Liz asks who will be shot next, and the Prison Wardress says that Leamas and the Jew Fiedler will be executed. She says Leamas will be shot because he killed a guard, and Fiedler because he accused a loyal comrade. She continues, saying that Mundt knows what to do with Jews. Then she eats the food that Liz could not eat. Liz cannot stop thinking about Leamas averting his eyes from her. She feels she failed him, but does not know how she could have acted differently. She also feels guilty that she seems to have caused Fiedler’s death, although she feels comforted to know that Leamas and Fiedler are on the same side. Liz asks the wardress why they are waiting, and the wardress answers that it is to see whether she must stay. The phone rings, and the wardress tells Liz that Mundt has ordered that she stay in the prison. The Wardress takes Liz to a prison cell.
Liz struggles to accept how little control she has had over her role in the events of the Tribunal. She still does not understand what the Tribunal was about, but she is wracked by feelings of guilt. She was too ignorant of the situation to act differently in a way that would have been loyal to Leamas, but she still feels that the effect of her actions was a betrayal both of Leamas and of a fellow Jew, Fiedler. She also sees that, although the Wardress sees herself as devoted to the Communist ideology, she is perfectly willing to express anti-Semitic views. Liz is learning that the society she believed to be ideal is far from it.

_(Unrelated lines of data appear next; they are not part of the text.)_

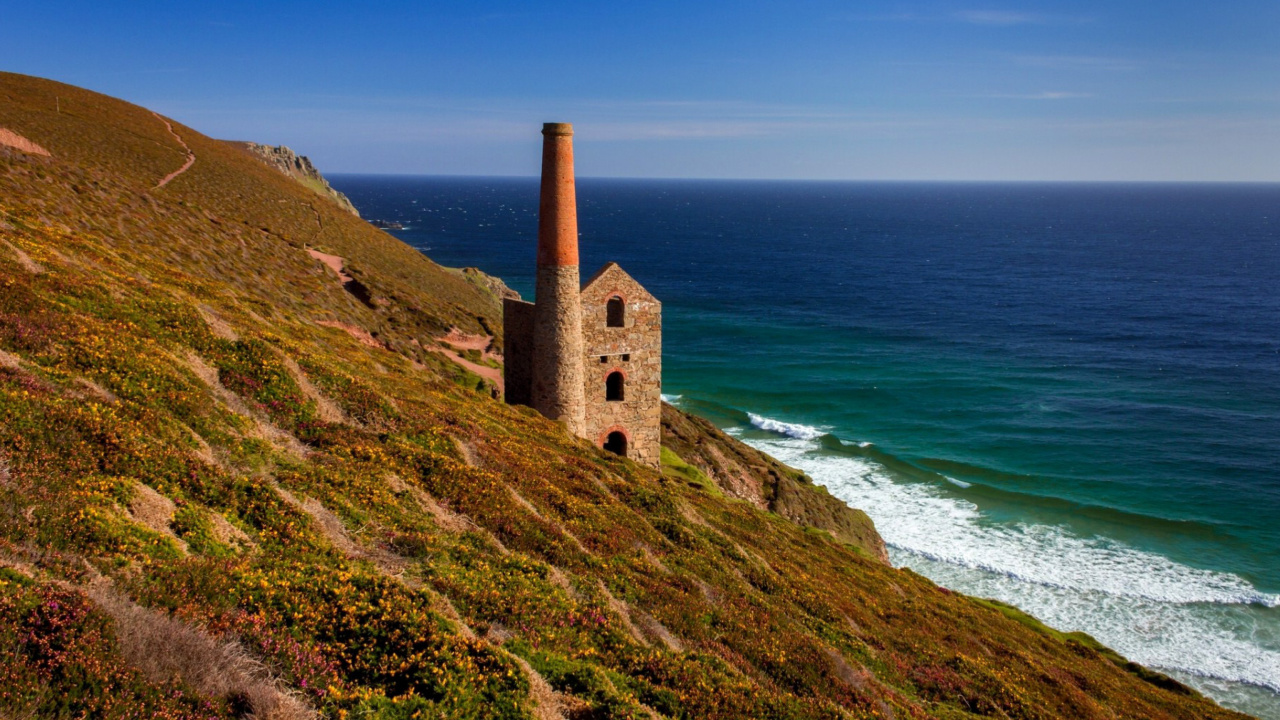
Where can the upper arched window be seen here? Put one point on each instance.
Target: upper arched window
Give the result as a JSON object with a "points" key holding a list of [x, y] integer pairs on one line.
{"points": [[613, 386], [617, 313], [617, 443]]}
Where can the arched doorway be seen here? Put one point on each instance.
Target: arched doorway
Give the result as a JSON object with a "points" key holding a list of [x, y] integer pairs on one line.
{"points": [[616, 443]]}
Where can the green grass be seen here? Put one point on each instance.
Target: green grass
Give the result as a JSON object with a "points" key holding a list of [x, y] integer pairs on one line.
{"points": [[373, 527]]}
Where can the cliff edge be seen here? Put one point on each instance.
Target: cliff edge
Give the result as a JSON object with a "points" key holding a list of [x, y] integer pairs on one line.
{"points": [[297, 167], [242, 477]]}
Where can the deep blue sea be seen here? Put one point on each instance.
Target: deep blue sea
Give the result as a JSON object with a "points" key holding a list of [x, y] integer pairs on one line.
{"points": [[1061, 396]]}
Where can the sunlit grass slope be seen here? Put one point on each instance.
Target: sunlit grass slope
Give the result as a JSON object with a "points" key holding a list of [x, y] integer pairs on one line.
{"points": [[214, 506]]}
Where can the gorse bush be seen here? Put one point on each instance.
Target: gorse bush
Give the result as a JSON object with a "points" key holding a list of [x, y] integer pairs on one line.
{"points": [[229, 488]]}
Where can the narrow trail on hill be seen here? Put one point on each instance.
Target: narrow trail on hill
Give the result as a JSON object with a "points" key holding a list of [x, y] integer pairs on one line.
{"points": [[191, 156]]}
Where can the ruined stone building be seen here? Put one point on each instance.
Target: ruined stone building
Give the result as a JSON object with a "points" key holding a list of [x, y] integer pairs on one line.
{"points": [[589, 355]]}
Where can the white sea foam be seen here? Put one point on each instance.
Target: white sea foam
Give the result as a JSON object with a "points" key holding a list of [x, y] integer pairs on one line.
{"points": [[1148, 607], [790, 429]]}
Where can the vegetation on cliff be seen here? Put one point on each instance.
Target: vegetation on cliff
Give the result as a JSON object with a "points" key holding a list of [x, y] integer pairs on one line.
{"points": [[231, 486]]}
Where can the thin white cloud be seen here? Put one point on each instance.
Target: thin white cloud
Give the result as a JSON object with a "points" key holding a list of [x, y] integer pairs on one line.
{"points": [[1009, 18], [1042, 95], [1077, 62]]}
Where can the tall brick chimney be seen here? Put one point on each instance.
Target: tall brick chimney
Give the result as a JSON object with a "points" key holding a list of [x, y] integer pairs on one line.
{"points": [[557, 388]]}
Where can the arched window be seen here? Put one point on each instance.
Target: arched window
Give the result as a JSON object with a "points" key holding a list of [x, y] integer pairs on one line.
{"points": [[617, 313], [616, 443], [613, 386]]}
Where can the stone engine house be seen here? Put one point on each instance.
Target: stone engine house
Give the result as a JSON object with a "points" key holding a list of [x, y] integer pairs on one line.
{"points": [[588, 355]]}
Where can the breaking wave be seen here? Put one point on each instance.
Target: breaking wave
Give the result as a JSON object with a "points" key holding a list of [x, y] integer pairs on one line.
{"points": [[790, 429], [1200, 624]]}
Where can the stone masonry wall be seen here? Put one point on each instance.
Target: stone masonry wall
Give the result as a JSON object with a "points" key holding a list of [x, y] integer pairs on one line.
{"points": [[517, 343], [558, 347], [634, 349]]}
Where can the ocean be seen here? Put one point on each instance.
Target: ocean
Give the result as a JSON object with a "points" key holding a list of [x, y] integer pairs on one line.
{"points": [[1061, 396]]}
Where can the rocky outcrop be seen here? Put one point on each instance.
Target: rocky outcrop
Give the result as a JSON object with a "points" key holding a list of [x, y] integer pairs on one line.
{"points": [[490, 283], [749, 474], [300, 168]]}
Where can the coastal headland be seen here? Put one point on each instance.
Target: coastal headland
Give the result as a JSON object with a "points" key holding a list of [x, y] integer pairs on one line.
{"points": [[252, 464]]}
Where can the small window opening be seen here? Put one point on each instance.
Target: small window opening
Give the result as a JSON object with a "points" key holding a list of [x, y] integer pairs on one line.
{"points": [[616, 313], [613, 388], [616, 443]]}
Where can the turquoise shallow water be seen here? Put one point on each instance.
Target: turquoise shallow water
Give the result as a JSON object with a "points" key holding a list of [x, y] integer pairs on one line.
{"points": [[1063, 396]]}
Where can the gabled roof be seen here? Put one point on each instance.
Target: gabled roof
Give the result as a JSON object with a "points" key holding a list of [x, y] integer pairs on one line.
{"points": [[612, 276]]}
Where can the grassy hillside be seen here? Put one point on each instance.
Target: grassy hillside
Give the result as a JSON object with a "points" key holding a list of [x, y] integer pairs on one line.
{"points": [[229, 487]]}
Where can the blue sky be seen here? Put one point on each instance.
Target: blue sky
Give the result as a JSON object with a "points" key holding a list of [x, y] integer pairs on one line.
{"points": [[823, 90]]}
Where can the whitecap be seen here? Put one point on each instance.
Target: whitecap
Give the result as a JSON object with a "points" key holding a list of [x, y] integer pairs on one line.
{"points": [[790, 429], [1203, 624]]}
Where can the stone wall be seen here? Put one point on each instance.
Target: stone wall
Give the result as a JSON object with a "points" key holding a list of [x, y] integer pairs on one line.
{"points": [[558, 347], [517, 342], [635, 350]]}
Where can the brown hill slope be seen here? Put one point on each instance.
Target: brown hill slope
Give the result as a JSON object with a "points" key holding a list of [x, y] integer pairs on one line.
{"points": [[214, 506]]}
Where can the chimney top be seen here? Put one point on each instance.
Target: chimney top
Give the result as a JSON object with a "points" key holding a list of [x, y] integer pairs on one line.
{"points": [[557, 208]]}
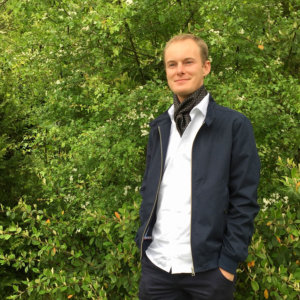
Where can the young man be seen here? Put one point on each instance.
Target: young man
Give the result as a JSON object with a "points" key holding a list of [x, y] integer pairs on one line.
{"points": [[199, 188]]}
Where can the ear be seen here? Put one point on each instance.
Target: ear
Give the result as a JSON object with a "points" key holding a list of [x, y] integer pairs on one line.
{"points": [[206, 68]]}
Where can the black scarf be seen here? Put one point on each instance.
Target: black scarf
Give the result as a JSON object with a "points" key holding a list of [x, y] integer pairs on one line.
{"points": [[182, 109]]}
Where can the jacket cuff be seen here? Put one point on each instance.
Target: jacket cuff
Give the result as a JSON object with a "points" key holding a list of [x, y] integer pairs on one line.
{"points": [[227, 263]]}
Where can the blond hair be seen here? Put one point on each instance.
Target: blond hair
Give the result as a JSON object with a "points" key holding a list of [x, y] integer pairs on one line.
{"points": [[187, 36]]}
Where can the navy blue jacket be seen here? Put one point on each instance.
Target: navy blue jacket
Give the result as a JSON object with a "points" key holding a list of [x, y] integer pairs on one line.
{"points": [[225, 176]]}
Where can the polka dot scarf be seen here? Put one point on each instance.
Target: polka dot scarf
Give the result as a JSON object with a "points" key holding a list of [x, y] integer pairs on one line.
{"points": [[182, 110]]}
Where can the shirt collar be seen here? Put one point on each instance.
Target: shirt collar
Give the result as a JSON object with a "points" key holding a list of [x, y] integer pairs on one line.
{"points": [[200, 107]]}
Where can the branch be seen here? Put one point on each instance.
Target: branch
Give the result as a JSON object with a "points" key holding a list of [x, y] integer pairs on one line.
{"points": [[135, 52], [3, 2]]}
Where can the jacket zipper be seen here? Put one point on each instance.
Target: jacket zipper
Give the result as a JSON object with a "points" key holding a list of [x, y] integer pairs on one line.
{"points": [[193, 268], [158, 187]]}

In the middle of the night, footsteps approach Liz’s cell. Mundt is in the corridor, and he tells Liz to come with him. Liz is terrified, and he takes her arm and roughly escorts her out of the prison. It seems to Liz as if he is trying to move through the prison undetected. They exit into a garden and she sees Leamas standing by a car. Mundt talks to Leamas, then leads Liz to him. “She’s trash, like Fiedler,” are Mundt’s last words to them before he walks away.
Liz fears she is about to be killed or tortured by the anti-Semitic Mundt, but he is actually delivering her to Leamas and (at least temporary) safety. Because he is an agent of the Circus, he is under orders to oversee Leamas’s escape, and Leamas is obviously too loyal to Liz to leave without her.
Leamas tells Liz to get into the car, and starts driving. Liz asks why Mundt is letting them go, since they are enemies. Leamas says they need to reach Berlin in five hours. Liz asks what will happen to Fiedler, and Leamas says he will be shot. Liz continues asking questions, and finally Leamas bursts out with an explanation. He tells her that Mundt is a British agent, and that Leamas had been sent on this operation to remove the one person who was beginning to suspect the truth: Fiedler.
Leamas’s gruffness conceals his humiliation and heartbreak at having been deceived by the Circus and used to take down Fiedler, a man who had pledged to look after him. Adding to this humiliation, Leamas earnestly despises Mundt for murdering all his agents and he is ashamed to admit to Liz that he has been unwittingly working to save Mundt and kill Fiedler all along.